Il governo di Belgrado ha firmato un contratto che prevede l’acquisto di 25 nuovi tram con l’unico offerente alla recente gara, la società turca Bozankaya.

Il contratto stabilisce che il valore totale dell’acquisto di nuovi tram ammonta a 67.375.000 euro in dinaro equivalente, IVA esclusa, circa 2,7 milioni di euro per tram.

Il termine per la consegna dei primi due su un totale di 25 tram è di nove mesi.

Ci sono state precedenti speculazioni nel pubblico che suggerivano che la gara d’appalto fosse stata specificamente adattata per un unico offerente: la società turca Bozankaya, che alla fine è stata l’unico offerente.

All’inizio di quest’anno, la città rumena di Timisoara ha ordinato 17 tram a Bozankaya per circa 33 milioni di euro, pari a circa 1,9 milioni di euro per veicolo. Prima ancora, nel 2019, Bozankaya è entrata per la prima volta nel mercato europeo proprio in Romania consegnando 21 tram.

Un altro grande affare per questa azienda turca, originariamente fondata in Germania, è stata la vendita di 16 tram alla città rumena di Iasi per circa 30 milioni di euro, ovvero poco meno di 1,9 milioni di euro per tram.

In entrambi i casi, i veicoli sono stati acquistati con fondi dell’UE.

Per quanto riguarda la gara d’appalto per l’acquisto di 25 tram indetta dalle autorità di Belgrado, la cosa più sorprendente è che non ci sono state offerte da parte di famosi produttori di tram, soprattutto considerando che, durante la procedura, è stato posto un numero insolitamente elevato di domande da parte di potenziali offerenti, che chiedevano chiarimenti sulle condizioni e sui criteri dell’offerta. Tra le richieste ufficiali di chiarimenti vi erano quelle presentate dalla società svizzera Stadler e dalla polacca PESA. Proprio questo numero di richieste di chiarimenti, nonché le denunce presentate per la tutela dei diritti, lasciavano intendere che vi sarebbero stati almeno diversi offerenti stranieri.

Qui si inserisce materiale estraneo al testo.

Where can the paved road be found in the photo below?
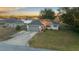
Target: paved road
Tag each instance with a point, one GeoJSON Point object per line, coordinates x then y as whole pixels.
{"type": "Point", "coordinates": [19, 42]}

Nikola Jovanović del Centro per l’autonomia locale (CLS), sottolinea che è sospetto che solo un offerente abbia partecipato alla gara.

“Lo scorso settembre, CLS ha annunciato pubblicamente che l’appalto dei tram è stato truccato per far vincere l’azienda turca e che tutto è stato organizzato dall’ufficio del sindaco, senza consultare la direzione e gli ingegneri dell’azienda di trasporto pubblico di Belgrado (GSP)”, ha aggiunto Jovanović.